A Simferopol, les russophones divisés sur l’avenir de la Crimée

Le référendum du 16 mars continue de diviser les Criméens. Au sein de la communauté russophone, certains se disent favorables au rattachement à la Russie, ils tiennent désormais le haut du pavé, et contrôlent tous les leviers politiques de la péninsule. Mais d’autres se disent souvent perplexes et même inquiets face au projet séparatiste.

Avec nos envoyés spéciaux à Simferopol, Daniel Vallot et Richard Riffonneau

Ils sont russophones, pro-russes et bien souvent nostalgiques de l’Union soviétique. Dans le camp pro-russe, c’est la frange la plus radicale de la mouvance séparatiste qui s’est emparée du pouvoir le 27 février, dans la confusion qui a suivi la chute de Vitkor Ianoukovitch. Et ce sont ces militants jusqu’au-boutistes que l’on retrouve, la plupart du temps, dans les rassemblements pro-russes et parmi ces milices « d’auto-défense » qui entourent désormais, les bâtiments publics de Crimée. « Pour moi, la Crimée n’a rien à voir avec l’Europe ou avec l’Ukraine, explique Anna, la cinquantaine, un ruban aux couleurs du drapeau russe dans les cheveux. Et depuis la fin de l’Union soviétique j’ai l’impression de vivre en territoire occupé… Je sais que ça peut paraître excessif de dire ça, mais c’est ce que je pense ».

Pour les militants pro-russes les plus radicaux, la Crimée pouvait rester au sein de l’Ukraine tant que celle-ci faisait partie de l’Union soviétique, et qu’elle se trouvait de facto dans l’orbite politique de la Russie. A partir de 1991, et de l’effondrement de l’URSS, les séparatistes de Crimée ont donc commencé à donner de la voix, sans trouver un écho réel au sein de la population. C’est la Révolution orange, en 2004, puis celle de Maïdan, dix ans plus tard, qui a donné un nouvel élan au projet de rattachement à la Russie. « Moi j’ai peur de ce qui s’est passé à Kiev, avec la révolution de Maidan, raconte Tatiana, venue manifester devant le Parlement avec un groupe d’amis. Et ici en Crimée, nous ne voulons pas de Maïdan : ils veulent nous empêcher de parler russe, d’avoir la télé en russe. La Russie, nous lui avons demandé de nous aider : nous sommes très contents qu’elle soit intervenue, et qu’elle prenne en main le destin de la Crimée ! ».

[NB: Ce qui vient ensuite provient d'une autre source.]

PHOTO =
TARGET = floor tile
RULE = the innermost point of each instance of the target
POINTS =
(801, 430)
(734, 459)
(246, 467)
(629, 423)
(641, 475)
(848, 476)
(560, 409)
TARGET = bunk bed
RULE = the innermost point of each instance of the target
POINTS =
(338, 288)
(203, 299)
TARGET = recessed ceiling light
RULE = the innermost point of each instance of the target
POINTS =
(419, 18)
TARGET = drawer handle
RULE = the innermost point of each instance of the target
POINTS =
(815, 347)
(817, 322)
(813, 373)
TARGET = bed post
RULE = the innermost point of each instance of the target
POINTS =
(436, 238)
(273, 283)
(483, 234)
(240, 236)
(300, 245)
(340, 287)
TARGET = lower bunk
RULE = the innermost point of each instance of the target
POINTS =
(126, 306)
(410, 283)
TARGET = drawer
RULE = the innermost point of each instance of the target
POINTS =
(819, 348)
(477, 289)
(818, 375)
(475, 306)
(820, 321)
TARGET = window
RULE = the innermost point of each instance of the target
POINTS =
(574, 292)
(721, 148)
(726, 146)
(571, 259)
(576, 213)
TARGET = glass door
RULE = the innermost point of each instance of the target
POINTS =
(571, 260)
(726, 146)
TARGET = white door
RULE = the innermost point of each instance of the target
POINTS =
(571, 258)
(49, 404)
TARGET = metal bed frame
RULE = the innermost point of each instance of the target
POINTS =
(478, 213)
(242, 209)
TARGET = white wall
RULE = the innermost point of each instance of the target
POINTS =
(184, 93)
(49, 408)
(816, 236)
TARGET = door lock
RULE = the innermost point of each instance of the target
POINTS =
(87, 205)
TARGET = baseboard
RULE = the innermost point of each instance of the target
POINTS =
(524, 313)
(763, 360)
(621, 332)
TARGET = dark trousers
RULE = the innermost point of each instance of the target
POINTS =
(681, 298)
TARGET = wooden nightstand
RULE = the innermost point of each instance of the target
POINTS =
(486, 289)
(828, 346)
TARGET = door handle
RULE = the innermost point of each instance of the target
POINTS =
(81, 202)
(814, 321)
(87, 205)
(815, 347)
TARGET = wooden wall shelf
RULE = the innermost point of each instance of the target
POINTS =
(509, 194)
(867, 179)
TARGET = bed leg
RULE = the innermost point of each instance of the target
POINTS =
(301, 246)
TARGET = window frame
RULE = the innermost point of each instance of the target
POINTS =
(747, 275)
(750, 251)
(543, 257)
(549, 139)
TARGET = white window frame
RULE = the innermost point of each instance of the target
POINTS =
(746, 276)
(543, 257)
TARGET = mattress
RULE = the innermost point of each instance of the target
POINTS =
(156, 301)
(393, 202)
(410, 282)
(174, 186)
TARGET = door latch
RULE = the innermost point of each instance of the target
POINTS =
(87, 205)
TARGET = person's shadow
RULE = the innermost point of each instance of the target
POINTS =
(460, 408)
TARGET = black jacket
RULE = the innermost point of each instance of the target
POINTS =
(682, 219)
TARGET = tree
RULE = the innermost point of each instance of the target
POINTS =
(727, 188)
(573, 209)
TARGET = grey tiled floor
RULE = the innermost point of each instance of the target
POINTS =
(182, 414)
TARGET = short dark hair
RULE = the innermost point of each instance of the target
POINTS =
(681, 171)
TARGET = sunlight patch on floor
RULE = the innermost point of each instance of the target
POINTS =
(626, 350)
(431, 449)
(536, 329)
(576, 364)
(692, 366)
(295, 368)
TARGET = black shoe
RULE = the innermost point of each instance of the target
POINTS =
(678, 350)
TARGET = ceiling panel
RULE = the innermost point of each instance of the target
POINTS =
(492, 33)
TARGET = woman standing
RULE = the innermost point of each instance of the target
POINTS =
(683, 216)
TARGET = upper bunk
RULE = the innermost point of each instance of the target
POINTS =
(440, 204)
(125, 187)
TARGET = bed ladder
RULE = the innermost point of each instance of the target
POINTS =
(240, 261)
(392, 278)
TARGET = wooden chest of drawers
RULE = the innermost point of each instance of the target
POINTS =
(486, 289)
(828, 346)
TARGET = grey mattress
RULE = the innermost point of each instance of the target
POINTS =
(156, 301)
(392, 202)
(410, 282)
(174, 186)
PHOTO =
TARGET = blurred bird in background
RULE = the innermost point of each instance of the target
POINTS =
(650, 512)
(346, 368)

« Vivre dans un pays libre »

Mais tous les russophones de Crimée ne souhaitent pas quitter l’Ukraine, bien au contraire. Dès que l’on s’éloigne des rassemblements pro-russes, c’est un discours bien différent que l’on entend dans les rues de Simferopol. Un discours prudent, timide souvent, car les milices pro-russes qui se sont emparées de la rue depuis le 27 février effraient nombre d’habitants de Simferopol. Couronnes de fleurs dans les cheveux, drapeau ukrainien autour des épaules, Natalia refuse, elle, de se laisser impressionner. « Moi, je suis une russophone de Crimée, et je veux vivre dans une Ukraine libre. Je crois qu’avec ce qui s’est passé à Maïdan, nous avons la possibilité de bâtir une société démocratique. Mais avec la Russie, je ne pense pas que ce soit possible : je ne crois pas qu’en Russie nous aurions les mêmes droits et le même avenir ».

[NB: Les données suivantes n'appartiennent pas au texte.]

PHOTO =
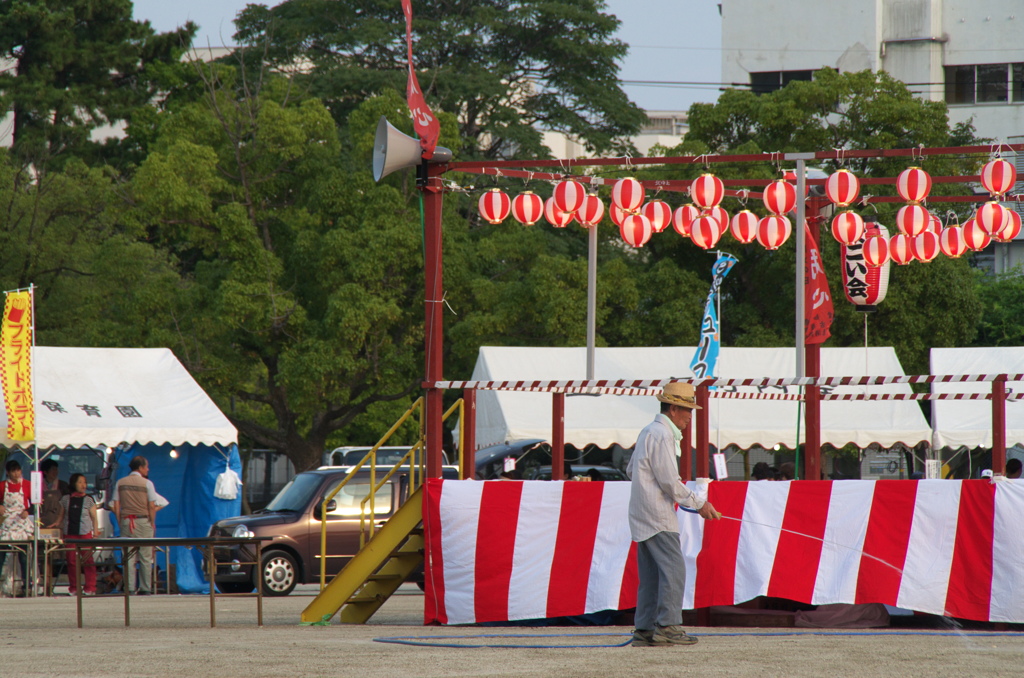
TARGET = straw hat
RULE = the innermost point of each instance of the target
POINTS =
(679, 393)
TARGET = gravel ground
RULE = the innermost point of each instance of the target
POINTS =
(171, 636)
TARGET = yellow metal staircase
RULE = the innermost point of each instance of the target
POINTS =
(392, 552)
(376, 571)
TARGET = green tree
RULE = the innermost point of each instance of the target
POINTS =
(97, 282)
(301, 323)
(507, 69)
(77, 66)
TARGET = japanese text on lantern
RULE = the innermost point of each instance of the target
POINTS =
(15, 366)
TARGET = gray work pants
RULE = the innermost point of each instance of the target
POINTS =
(143, 530)
(663, 579)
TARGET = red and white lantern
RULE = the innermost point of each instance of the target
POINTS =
(555, 215)
(527, 208)
(1012, 229)
(992, 217)
(877, 250)
(592, 211)
(865, 282)
(779, 197)
(998, 176)
(925, 246)
(842, 187)
(913, 184)
(975, 236)
(848, 227)
(899, 249)
(707, 191)
(659, 214)
(773, 230)
(636, 229)
(719, 214)
(951, 242)
(568, 196)
(495, 206)
(617, 215)
(683, 217)
(743, 226)
(627, 194)
(706, 231)
(912, 219)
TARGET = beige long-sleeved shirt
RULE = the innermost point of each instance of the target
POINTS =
(655, 485)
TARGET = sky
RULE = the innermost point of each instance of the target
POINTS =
(671, 41)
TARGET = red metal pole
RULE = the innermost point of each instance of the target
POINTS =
(557, 436)
(999, 424)
(812, 368)
(468, 427)
(686, 453)
(704, 433)
(433, 329)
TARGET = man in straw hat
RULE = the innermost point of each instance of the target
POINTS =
(654, 492)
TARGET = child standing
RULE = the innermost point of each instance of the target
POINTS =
(78, 517)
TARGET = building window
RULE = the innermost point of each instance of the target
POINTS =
(769, 81)
(985, 83)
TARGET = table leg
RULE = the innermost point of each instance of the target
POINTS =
(212, 567)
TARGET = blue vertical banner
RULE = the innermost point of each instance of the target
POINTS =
(706, 356)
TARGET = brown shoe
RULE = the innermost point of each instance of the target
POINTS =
(642, 638)
(671, 635)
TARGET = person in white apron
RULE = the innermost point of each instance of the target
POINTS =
(16, 524)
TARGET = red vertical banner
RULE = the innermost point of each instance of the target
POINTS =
(15, 366)
(819, 311)
(424, 121)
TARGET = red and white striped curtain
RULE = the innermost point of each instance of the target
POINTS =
(513, 550)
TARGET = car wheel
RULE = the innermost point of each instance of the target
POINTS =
(236, 587)
(279, 574)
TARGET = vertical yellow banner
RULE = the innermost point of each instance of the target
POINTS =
(15, 366)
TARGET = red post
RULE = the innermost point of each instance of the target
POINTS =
(812, 367)
(999, 424)
(557, 436)
(433, 329)
(704, 433)
(686, 453)
(468, 427)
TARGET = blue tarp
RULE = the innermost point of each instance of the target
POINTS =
(187, 482)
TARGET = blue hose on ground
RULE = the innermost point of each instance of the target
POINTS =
(445, 641)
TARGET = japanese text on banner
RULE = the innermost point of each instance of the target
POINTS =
(424, 121)
(15, 366)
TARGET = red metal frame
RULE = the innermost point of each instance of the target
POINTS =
(432, 189)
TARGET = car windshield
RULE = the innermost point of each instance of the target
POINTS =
(296, 495)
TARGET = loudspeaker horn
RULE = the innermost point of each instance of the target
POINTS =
(394, 151)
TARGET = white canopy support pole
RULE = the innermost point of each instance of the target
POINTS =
(591, 299)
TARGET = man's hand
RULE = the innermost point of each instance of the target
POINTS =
(708, 512)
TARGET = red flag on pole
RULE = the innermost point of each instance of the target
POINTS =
(423, 118)
(819, 311)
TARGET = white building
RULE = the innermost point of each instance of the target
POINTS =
(969, 53)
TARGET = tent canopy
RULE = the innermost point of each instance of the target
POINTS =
(970, 422)
(104, 396)
(606, 420)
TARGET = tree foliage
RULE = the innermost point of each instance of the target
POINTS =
(507, 69)
(78, 65)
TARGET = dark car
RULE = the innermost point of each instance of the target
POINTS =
(579, 470)
(292, 523)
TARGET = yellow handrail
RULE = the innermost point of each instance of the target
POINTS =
(415, 479)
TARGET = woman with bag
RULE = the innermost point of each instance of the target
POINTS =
(78, 519)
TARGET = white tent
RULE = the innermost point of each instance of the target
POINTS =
(970, 422)
(103, 396)
(603, 420)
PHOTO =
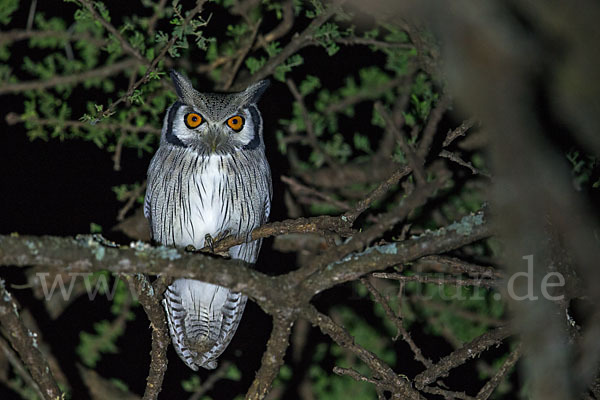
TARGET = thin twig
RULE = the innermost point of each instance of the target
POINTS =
(14, 118)
(150, 301)
(310, 130)
(414, 161)
(72, 79)
(437, 280)
(298, 189)
(491, 385)
(272, 358)
(212, 379)
(153, 65)
(131, 199)
(380, 369)
(25, 342)
(457, 159)
(461, 355)
(109, 27)
(298, 42)
(432, 123)
(19, 368)
(459, 131)
(398, 323)
(377, 194)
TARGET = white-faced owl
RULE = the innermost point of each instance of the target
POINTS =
(209, 177)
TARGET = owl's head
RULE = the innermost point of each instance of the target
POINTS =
(214, 123)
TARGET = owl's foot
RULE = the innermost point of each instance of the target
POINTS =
(211, 242)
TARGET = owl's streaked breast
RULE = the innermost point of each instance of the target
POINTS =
(204, 195)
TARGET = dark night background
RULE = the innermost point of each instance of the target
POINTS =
(59, 188)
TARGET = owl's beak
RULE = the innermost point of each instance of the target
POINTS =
(213, 140)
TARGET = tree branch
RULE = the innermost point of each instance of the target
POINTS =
(272, 358)
(25, 342)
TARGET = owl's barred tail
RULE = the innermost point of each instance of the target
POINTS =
(202, 320)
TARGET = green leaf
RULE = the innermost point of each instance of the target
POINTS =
(7, 8)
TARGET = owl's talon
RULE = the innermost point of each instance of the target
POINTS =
(210, 242)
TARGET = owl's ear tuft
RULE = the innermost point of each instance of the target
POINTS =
(256, 90)
(183, 87)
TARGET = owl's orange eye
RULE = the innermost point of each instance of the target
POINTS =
(193, 120)
(236, 123)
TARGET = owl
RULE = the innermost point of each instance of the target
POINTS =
(209, 178)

à (re)lire: Journée de manifestations en Ukraine

Avec l’appui de la minorité ukrainienne, et celui des Tatars de Crimée, farouchement opposés au rattachement à la Russie, les russophones pro-Ukraine s’estiment majoritaires au sein de la population de Crimée. Mais la plupart d’entre eux s’apprêtent à boycotter le référendum du 16 mars, ouvrant ainsi un boulevard à leurs adversaires pro-russes. « Ce référendum a été décidé par un Parlement qui n’a aucune légitimité politique, sous la pression des armes, explique Sergeï, rencontré dans un rassemblement pro-Ukraine. Y participer, ce serait gravissime, car cela reviendrait à dire que nous reconnaissons ce nouveau pouvoir, et la validité de ses décisions ». Le camp pro-Ukraine mise donc sur une abstention massive, le 16 mars prochain, pour ôter toute légitimité à ce référendum « illégal et illégitime ».